Songbirds change eating habits due to global warming
University of Rhode Island
URI student researcher: Chickadees avoid caterpillars that eat leaves exposed to high levels of CO2
KINGSTON, R.I. (USA) -- In yet another example of the far-reaching impact of global warming, a University of Rhode Island student found evidence that suggests some songbirds may avoid eating insects that consume leaves exposed to high levels of carbon dioxide.
URI senior Martina M?ller of Kingston, working in cooperation with Associate Professor Scott McWilliams, Ph.D. candidate David Podlesak and colleagues at the University of Wisconsin, studied the food preferences exhibited by black-capped chickadees.
'When plants are grown in conditions of higher carbon dioxide, they produce increased levels of several secondary compounds -- tannins and phenolics -- that they use to defend against herbivory,' said the 23-year-old wildlife conservation and biology major.

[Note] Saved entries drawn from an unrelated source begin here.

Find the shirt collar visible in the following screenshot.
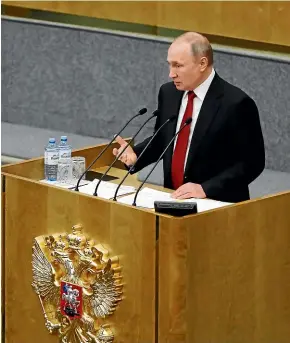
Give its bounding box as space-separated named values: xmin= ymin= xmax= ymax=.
xmin=183 ymin=68 xmax=215 ymax=101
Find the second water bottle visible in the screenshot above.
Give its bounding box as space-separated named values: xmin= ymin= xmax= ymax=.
xmin=58 ymin=136 xmax=72 ymax=160
xmin=57 ymin=136 xmax=72 ymax=183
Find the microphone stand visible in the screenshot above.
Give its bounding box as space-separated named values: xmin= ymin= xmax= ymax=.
xmin=112 ymin=114 xmax=177 ymax=201
xmin=74 ymin=108 xmax=147 ymax=191
xmin=132 ymin=118 xmax=192 ymax=206
xmin=93 ymin=111 xmax=158 ymax=196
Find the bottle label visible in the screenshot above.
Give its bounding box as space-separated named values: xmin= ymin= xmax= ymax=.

'Those secondary compounds are absorbed by gypsy moth caterpillars that feed on the plant's leaves, which other researchers have found reduces the caterpillar's growth rates. We wanted to see if the chickadees can detect the secondary compounds in the caterpillars and if they have preferences for caterpillars that fed on different types of leaves.'
Using chickadees captured in Kingston and acclimated for three days, M?ller and McWilliams fed the birds a choice of caterpillars that were high in tannins or phenolics and other caterpillars low in those compounds.

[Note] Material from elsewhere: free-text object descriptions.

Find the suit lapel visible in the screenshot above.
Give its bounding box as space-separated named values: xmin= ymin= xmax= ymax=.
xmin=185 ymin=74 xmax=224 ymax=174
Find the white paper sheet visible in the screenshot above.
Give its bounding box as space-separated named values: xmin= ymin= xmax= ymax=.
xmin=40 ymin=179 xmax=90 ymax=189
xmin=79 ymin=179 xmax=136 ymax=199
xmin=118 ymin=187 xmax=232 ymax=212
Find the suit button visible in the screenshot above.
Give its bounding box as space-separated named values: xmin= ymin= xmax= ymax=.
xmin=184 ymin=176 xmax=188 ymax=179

'It was clear that the birds could tell the difference between the different caterpillars and they had strong preferences,' M?ller said. 'They're intelligent birds with a keen capacity to learn.'
While the birds showed a distinct preference for caterpillars low in tannins and phenolics, they also showed a preference for foods they had eaten previously. 'Previous experience does affect their preferences,' M?ller said.
So what does all this mean? According to McWilliams, it could mean a great deal in a world that is growing warmer due to increasing levels of carbon dioxide in the atmosphere. 'These results provide a much more complete and realistic picture of how elevated atmospheric CO2 might affect ecological systems.'
Since increased carbon dioxide leads to elevated levels of secondary compounds in plant leaves and decreased growth rates of caterpillars that eat those leaves, McWilliams said 'birds that primarily eat herbivorous insects like caterpillars may find themselves without enough to eat as atmospheric CO2 levels increase. In short, chemicals in the caterpillar's food influences the likelihood of predation by birds.'
In addition, he said that if birds avoid feeding on gypsy moth caterpillars, for instance, an uncontrolled population of the caterpillars could result in more severe forest defoliation.
McWilliams also sees a connection between M?ller's results and the current mad cow disease concerns in the U.S.
'We know that mad cow disease can be transmitted to humans if we eat beef from cows that have eaten feed with the disease. So to safeguard our beef, we feed cows food that does not contain the disease. Birds seem to pay attention to this same rule: know what the food you are eating has eaten, because it can affect your health. In the case of birds, however, they seem to be one step ahead of us in that they are able to detect the secondary compounds in the food and change their feeding behavior accordingly.'
Funding for this research was provided by the National Science Foundation, the URI Agricultural Experiment Station, and the URI Coastal Fellows program, a unique program designed to involve undergraduate students in addressing current environmental problems.
The caterpillars and aspen leaves used in the project were provided by Professor Richard Lindroth and Ph.D. candidate Jack Donaldson at the University of Wisconsin.